NOVAK DJOKOVIC: “SONO QUI PER VINCERE”

TENNIS – Si delineano gli ultimi due semifinalisti degli US Open: Novak Djokovic e Stanislas Wawrinka. Tra i due un clamoroso e spettacolare precedente agli Australian Open. Wawrinka: “Il mio livello è altissimo”
venerdì, 6 Settembre 2013

Tennis, New York – Stanislas Wawrinka ha raggiunto la sua prima semifinale dopo 35 partecipazioni ai tornei del Grande Slam e lo ha fatto in pompa magna, spodestando il campione in carica degli US Open Andy Murray 6-4, 6-3, 6-2.

“E’ fantastico, soprattutto adesso dopo la partita”, ha detto Wawrinka nell’intervista sul campo. “Andy è il campione in carica, è stato un avversario molto difficile. Sono solo molto felice. È stata una partita pazzesca per me. Batterlo in tre set è semplicemente fantastico.”

La nona testa di serie del torneo, che era caduto nei precedenti tre quarti di finale degli altri Grandi Slam, ha fatto registrare la sua settima vittoria contro un top 10 dal mese di aprile, a cominciare dalla vittoria, sempre su Murray, ai Rolex Masters di Montecarlo. Martedì scorso invece, aveva sconfitto il n°5 Tomas Berdych in quattro set al quarto turno.

In semifinale, Wawrinka incontrerà il numero 1 del mondo Novak Djokovic, con il quale ultimo ha avuto uno scontro memorabile al quarto turno degli Australian Open. Djokovic, che poi ha vinto, ha prevalso in un quinto set per 12-10 dopo poco più di cinque ore di gioco.

“E’ sicuramente uno dei punti chiave della stagione,” ha detto Wawrinka della partita. “E’ stato un momento davvero difficile, ma alla fine mi sentivo positivo per questo match perché agli Australian Open il mio livello era abbastanza buono ed era migliore che mai. Questa è la cosa più importante per me.  Quando mi alleno, quando sento che sto giocando un buon tennis, allora so che il risultato verrà.”

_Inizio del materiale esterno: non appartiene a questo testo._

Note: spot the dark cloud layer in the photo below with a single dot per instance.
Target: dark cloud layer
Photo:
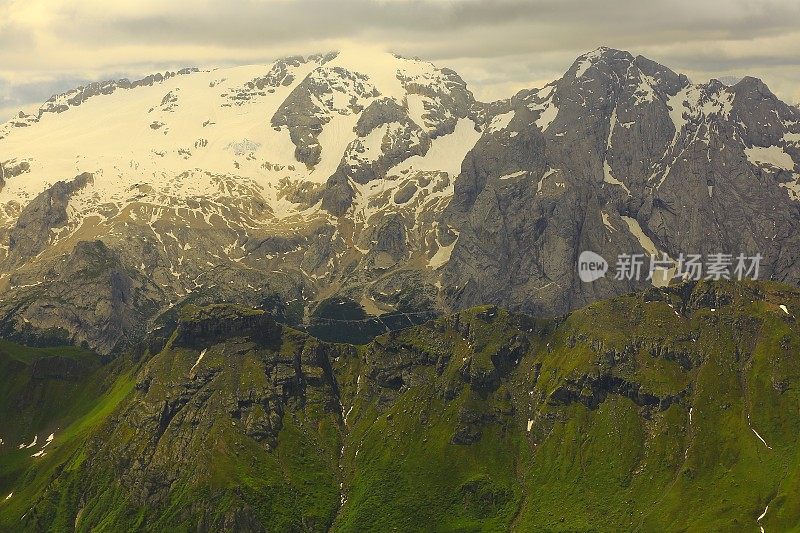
(497, 45)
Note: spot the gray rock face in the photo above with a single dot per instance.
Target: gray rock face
(31, 233)
(625, 138)
(308, 107)
(414, 197)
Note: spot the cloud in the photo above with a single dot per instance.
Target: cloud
(498, 46)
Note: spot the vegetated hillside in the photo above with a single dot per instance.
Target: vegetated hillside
(672, 409)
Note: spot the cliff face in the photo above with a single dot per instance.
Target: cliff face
(681, 396)
(385, 183)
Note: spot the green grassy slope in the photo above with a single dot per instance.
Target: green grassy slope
(673, 410)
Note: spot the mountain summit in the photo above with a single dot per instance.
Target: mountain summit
(379, 181)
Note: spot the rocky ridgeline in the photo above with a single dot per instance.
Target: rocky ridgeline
(619, 155)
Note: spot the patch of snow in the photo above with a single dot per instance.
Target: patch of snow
(636, 230)
(549, 172)
(548, 115)
(771, 155)
(514, 175)
(500, 122)
(446, 153)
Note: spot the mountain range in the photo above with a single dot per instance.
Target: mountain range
(378, 184)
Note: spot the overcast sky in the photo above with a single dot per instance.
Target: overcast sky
(498, 47)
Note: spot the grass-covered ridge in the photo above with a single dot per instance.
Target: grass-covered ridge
(675, 409)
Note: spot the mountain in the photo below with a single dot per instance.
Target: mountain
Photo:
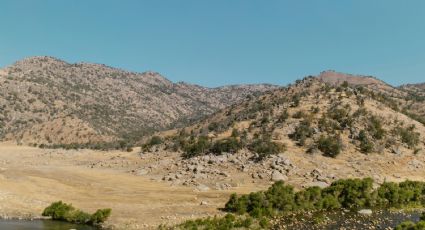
(45, 100)
(327, 114)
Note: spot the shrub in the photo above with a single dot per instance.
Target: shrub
(409, 136)
(375, 128)
(264, 147)
(366, 146)
(302, 132)
(100, 216)
(228, 145)
(199, 147)
(330, 146)
(66, 212)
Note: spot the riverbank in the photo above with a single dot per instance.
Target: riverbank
(32, 178)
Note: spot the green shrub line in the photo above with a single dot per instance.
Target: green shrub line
(409, 225)
(66, 212)
(255, 210)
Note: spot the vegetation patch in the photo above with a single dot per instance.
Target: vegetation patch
(257, 209)
(66, 212)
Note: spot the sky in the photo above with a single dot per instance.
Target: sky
(221, 42)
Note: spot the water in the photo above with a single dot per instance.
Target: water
(41, 225)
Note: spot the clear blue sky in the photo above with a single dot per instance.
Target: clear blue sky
(223, 41)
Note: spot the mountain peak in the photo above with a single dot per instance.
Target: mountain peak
(336, 78)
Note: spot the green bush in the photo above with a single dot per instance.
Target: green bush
(375, 128)
(199, 147)
(66, 212)
(228, 145)
(302, 132)
(409, 136)
(265, 147)
(366, 146)
(350, 194)
(330, 145)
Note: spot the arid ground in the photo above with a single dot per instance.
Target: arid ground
(141, 194)
(32, 178)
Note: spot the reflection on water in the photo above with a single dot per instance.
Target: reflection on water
(40, 225)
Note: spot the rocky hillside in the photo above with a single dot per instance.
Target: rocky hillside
(309, 133)
(317, 114)
(48, 101)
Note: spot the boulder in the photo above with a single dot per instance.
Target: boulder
(202, 188)
(365, 212)
(277, 176)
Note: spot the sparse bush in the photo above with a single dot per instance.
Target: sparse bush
(330, 146)
(366, 146)
(228, 145)
(199, 147)
(409, 136)
(375, 128)
(302, 132)
(264, 147)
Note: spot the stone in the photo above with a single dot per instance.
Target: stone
(142, 172)
(202, 188)
(277, 176)
(396, 151)
(319, 184)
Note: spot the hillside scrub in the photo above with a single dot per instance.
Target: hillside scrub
(255, 210)
(409, 225)
(349, 194)
(66, 212)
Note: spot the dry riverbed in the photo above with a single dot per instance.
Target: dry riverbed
(148, 189)
(32, 178)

Il n°1 del mondo Novak Djokovic ha guadagnato le semifinali degli US Open battendo 6-3, 6-2, 3-6, 6-0 il russo Mikhail Youzhny. Djokovic , campione a Flushing Meadows nel 2011, ha perso il suo primo set del torneo, ma ha comunque vinto il set finale in 29 minuti.

“Per qualche ragione gli ho permesso di tornare in partita, iniziando a colpire la palla in maniera passiva e questo gli ha permesso di entrare nel campo e venire a rete”, ha detto il serbo spiegando il calo nel terzo set.

La 21esima testa di serie Youzhny stava tentando di raggiungere la sua terza semifinale agli US Open cercando di battere un numero 1 del mondo per la prima volta in 11 tentativi.

“Ho provato ad essere un po’ più aggressivo, non come ho giocato contro Hewitt. Eppure, non è stato sufficiente per battere Novak oggi”, ha detto il russo. “Ma posso dire che ho avuto tante occasioni durante questa partita”, ha aggiunto Youzhny.

Sabato Djokovic affronterà appunto Stanislas Wawrinka, che ha fatto fuori Andy Murray, campione in carica degli US Open.

“Sarà una partita molto difficile per entrambi. Penso che non c’è davvero alcun chiaro favorito”, ha detto Djokovic. “Ha mostrato oggi perché merita di essere nella top 10 del mondo. Ha vinto in due set contro il campione in carica e ha probabilmente giocato il miglior tennis che io gli abbia mai visto giocare sul cemento”.

Il sei volte campione dei majors ha detto che è contento della sua prestazione nelle ultime cinque partite: “Il mio livello di fiducia è proprio alto, perché ho giocato la maggior parte dei miei match qui in maniera molto aggressiva, molto dominante”, ha detto Djokovic. “Anche questa sera, anche se ho lasciato cadere un set, sento di essere stato in controllo di tutto.”

Il 26enne serbo potrebbe perdere il n°1 del ranking in caso di sconfitta in semifinale e se Rafael Nadal vincesse il titolo. Ma questo non rientra nei piani di Djokovic. Sono più motivato con l’andare avanti del torneo. Si tratta di quarti di finale, ora c’è la semifinale e voglio vincere, è per questo che sono qui.”